However, a sound crew/video crew/lighting crew need to have a setlist to run their cues by. Especially in a complicated stadium show. That's why Zoo TV and Popmart had the same setlist nearly every night with very little differientiation.
Yeah, most of the reason for static setlists is because Bono hates rehearsing.
This is a piss-poor excuse for static setlists. It just doesn't hold up. Look at Phish, a band able to play wildly varied setlists and extended improvised jams to audiences of 60,000, 80,000+ people - their crew coped. U2 are a piece of cake in comparison to that. They aren't a jam band and the lighting and other sequences for each song are (in most cases) self-contained, i.e. they don't depend on any segues into other tracks. It should make absolutely no difference to U2's crew if they're doing their sequences for The Fly as the second song of the main set, last song of the main set, or opening song of the encore. It's the same either way. As long as the band get that night's printed setlist to the crew before they go on stage, shuffling the song order each night makes little difference.
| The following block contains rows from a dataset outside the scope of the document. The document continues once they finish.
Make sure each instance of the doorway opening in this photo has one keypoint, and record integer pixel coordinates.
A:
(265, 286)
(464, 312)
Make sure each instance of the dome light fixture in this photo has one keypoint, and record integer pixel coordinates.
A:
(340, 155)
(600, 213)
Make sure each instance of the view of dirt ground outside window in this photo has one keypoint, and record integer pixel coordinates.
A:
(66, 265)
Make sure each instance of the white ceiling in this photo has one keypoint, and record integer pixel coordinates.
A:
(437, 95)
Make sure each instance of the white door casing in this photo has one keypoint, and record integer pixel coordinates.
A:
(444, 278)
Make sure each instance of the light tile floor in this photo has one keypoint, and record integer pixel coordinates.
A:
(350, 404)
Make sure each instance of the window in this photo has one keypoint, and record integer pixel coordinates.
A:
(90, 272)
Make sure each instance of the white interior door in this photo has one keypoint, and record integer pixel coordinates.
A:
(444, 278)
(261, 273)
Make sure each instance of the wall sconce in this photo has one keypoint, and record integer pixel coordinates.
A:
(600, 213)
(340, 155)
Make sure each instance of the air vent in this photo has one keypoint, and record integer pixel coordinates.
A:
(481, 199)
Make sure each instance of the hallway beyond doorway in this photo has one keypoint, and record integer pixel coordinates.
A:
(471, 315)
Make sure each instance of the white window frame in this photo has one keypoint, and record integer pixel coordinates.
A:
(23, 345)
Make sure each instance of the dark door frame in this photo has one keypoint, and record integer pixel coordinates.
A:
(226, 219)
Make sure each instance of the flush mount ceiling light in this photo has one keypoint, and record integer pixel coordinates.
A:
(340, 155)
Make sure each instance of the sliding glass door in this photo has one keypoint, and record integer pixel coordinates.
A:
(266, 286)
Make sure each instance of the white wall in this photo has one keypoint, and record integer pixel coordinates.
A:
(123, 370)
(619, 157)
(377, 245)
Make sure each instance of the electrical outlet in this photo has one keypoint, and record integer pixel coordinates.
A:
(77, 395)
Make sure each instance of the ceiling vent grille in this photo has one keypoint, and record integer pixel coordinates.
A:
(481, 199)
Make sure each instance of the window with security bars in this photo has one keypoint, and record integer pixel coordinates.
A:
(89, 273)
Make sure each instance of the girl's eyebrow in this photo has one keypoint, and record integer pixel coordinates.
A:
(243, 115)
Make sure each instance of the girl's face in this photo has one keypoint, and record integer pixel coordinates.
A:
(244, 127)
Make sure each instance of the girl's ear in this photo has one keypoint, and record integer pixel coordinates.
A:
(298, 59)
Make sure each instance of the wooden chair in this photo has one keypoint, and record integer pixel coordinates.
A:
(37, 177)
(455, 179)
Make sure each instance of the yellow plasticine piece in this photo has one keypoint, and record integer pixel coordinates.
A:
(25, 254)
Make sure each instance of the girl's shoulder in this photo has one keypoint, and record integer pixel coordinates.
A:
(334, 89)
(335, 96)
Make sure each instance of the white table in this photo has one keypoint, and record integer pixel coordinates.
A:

Bono did talk about "variable setlists" on the Vertigo Tour, which was cool by U2's standards (if we count out the European leg), but still, they have the potential to do so much more.
The flow/narrative of the show can be done in different ways, so I don't consider that a valid excuse.
Maybe you should steer clear of the set list threads,then you would get a surprise when you see them liveLooking forward to seeing what "have to have a look at that and change the set around more" might mean.
Not holding out too much hope for varied setlists because of those factors already mentioned (rehearsing, forgetting lyrics).
But I'd love to come out of a U2 show thinking, 'wow, playing that song took me completely by surprise'.